Fig. 1. Regulation of TRB3 expression in C2C12 cells and mouse skeletal muscle.

(a) Female ICR mice (12 weeks old) were sacrificed by cervical dislocation and white gastrocnemius (WG), tibialis anterior (TA), red gastrocnemius (RG), soleus (Sol), and extensor digitorum longus (EDL) muscles were dissected and frozen. Real-time PCR was performed to determine mRNA expression of TRB3 in multiple muscles (n=3). (b) Male C57BL/6 mice (8 weeks old) were fed a high fat diet for 6 weeks.

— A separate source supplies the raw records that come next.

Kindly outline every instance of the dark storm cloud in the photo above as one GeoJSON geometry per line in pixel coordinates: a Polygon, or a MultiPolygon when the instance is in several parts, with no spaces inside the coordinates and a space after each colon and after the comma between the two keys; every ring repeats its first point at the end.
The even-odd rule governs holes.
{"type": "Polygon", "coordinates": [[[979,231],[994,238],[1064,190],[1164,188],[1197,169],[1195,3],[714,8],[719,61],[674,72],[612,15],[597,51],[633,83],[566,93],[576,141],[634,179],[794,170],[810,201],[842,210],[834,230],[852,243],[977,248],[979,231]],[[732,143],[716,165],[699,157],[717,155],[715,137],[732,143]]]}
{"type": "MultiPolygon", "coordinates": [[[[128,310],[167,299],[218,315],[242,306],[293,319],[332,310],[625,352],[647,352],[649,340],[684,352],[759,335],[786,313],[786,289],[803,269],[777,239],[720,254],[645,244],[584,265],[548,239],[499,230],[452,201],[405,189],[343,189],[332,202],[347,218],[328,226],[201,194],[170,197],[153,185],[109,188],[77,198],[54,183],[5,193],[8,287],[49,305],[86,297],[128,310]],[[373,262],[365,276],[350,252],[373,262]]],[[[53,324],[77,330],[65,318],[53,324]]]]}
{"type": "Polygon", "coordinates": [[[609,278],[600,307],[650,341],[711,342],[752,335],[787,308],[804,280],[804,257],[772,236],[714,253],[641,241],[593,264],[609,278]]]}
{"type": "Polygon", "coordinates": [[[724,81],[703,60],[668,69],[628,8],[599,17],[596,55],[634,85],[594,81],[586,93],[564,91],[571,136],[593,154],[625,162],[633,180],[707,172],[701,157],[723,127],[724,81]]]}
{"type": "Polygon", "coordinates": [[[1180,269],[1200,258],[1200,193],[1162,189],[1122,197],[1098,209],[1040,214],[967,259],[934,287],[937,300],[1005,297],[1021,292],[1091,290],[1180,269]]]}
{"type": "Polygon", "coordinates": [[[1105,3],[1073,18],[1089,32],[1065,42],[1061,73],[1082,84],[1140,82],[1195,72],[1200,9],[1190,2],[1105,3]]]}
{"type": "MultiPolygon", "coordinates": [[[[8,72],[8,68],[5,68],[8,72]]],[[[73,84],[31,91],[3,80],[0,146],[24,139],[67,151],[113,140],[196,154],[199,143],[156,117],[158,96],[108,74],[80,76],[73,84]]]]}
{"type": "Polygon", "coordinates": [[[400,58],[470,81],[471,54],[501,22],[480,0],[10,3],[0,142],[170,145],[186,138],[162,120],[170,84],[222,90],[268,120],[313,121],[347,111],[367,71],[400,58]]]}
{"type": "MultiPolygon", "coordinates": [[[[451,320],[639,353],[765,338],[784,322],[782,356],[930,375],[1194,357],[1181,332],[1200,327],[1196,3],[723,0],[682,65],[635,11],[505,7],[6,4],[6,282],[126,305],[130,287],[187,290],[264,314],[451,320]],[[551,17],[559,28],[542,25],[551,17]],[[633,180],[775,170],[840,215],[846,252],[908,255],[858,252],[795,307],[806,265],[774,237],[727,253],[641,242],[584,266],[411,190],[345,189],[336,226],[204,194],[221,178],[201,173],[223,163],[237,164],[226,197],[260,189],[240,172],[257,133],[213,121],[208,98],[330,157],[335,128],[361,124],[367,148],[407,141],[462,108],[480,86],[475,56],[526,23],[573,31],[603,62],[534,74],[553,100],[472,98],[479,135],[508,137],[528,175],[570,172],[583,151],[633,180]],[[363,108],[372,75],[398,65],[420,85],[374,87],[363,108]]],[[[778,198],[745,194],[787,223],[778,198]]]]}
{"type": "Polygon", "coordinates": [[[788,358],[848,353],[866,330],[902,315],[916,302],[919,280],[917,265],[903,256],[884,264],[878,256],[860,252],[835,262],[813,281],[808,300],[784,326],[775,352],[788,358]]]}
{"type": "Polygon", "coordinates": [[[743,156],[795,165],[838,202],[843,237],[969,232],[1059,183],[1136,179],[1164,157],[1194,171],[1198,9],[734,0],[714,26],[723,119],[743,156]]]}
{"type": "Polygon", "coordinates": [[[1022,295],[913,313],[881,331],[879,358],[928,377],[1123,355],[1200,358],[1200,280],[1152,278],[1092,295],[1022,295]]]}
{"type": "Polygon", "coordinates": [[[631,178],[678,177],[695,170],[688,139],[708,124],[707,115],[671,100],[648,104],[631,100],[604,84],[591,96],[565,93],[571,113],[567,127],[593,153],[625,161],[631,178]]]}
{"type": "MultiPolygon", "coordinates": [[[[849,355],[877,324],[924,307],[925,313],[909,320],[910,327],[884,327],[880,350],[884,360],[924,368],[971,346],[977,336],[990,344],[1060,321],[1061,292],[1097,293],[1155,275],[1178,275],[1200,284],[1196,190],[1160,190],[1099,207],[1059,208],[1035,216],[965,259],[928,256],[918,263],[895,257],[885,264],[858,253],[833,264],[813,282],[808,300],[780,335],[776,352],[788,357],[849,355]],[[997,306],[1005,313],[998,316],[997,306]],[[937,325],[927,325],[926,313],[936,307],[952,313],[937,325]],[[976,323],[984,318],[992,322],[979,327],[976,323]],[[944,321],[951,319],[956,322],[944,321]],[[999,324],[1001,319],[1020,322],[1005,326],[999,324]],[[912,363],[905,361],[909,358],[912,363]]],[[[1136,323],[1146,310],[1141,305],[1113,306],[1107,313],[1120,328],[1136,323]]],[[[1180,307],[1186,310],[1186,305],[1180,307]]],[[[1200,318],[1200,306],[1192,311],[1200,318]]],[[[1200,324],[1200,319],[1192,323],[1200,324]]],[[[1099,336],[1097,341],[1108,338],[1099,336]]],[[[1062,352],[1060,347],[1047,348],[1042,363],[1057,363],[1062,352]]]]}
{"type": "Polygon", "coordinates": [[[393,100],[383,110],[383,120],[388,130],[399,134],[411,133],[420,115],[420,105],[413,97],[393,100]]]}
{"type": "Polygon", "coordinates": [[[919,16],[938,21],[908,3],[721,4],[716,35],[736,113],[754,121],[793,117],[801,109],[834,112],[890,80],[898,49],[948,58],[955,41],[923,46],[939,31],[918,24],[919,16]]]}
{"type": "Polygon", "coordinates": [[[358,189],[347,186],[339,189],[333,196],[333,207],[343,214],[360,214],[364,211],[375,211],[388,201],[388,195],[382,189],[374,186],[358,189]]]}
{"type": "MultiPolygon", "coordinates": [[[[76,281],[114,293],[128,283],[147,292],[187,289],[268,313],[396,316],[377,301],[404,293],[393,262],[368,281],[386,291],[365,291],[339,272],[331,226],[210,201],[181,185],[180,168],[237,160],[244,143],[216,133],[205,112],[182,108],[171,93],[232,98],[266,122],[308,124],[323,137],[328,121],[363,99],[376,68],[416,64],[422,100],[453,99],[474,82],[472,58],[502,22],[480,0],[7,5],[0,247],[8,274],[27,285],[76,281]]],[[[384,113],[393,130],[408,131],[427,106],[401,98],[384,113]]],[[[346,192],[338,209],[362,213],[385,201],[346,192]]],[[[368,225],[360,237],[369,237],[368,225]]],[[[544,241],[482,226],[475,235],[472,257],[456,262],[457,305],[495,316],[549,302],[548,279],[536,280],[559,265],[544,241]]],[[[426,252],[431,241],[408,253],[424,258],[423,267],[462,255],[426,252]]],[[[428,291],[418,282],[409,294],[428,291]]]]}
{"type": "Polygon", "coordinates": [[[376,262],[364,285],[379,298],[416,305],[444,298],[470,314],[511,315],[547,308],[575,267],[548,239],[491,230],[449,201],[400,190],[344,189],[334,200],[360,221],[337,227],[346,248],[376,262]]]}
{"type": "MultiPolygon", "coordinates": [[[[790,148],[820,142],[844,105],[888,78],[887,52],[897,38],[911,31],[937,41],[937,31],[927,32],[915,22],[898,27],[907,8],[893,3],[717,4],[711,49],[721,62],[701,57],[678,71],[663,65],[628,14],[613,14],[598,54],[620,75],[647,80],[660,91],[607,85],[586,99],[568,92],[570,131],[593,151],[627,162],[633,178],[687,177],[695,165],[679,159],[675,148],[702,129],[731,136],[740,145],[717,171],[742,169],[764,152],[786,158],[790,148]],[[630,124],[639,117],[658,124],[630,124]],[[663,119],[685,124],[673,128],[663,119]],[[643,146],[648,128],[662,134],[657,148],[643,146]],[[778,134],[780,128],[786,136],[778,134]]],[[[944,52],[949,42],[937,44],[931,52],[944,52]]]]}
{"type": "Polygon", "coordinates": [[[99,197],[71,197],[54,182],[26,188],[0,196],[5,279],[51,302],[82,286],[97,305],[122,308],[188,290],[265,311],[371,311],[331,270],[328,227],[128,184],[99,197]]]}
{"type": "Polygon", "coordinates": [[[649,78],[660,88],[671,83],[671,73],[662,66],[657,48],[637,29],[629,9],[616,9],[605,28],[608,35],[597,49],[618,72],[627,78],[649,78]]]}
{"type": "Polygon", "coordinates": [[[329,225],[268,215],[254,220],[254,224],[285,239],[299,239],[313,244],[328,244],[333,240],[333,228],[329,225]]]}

TA muscle was dissected to determine mRNA expression of TRB3 (n=6). (c-f) C2C12 cells were differentiated for 6 days and incubated with 0, 10, or 100 nM of insulin (c); 0 or 0.75 mM palmitate (d) with 2% BSA for 16 hrs, and protein extracts were used for Western blot analysis to determine TRB3 expression as described in the Experimental Procedures (n=4). Additional myotubes were preincubated with DMSO (0.1% v/v), PI3 kinase inhibitor (100 nM; Wortmannin from Sigma), or Akt inhibitor (10 μM; Akt inhibitor VIII from EMD) 30 min prior to incubation with 0 or 100 nM of insulin (e); with chemical chaperones (5 mM; 4-phenyl butyric acid, PBA from Sigma or 0.5% v/v: DMSO) 30 min prior to incubation with 0 or 0.75 mM palmitate (f) for 16 hrs to determine mRNA expression of TRB3, GRP78, and Chop (n=3). (g) TRB3 Western blot analysis of vastus lateralis muscle from lean, obese, or diabetic subjects (n=6-13). Data are the means ± S.E.M. * indicates p<0.05, ** indicates p<0.01, and *** indicates p<0.001 vs. WG muscle or control. # indicates p<0.05, ## indicates p<0.01, and ### indicates p<0.001 vs. corresponding control, using One way ANOVA (a,c,g), Student’s t-test (b,d), and Two way ANOVA with Bonferroni correction (e,f).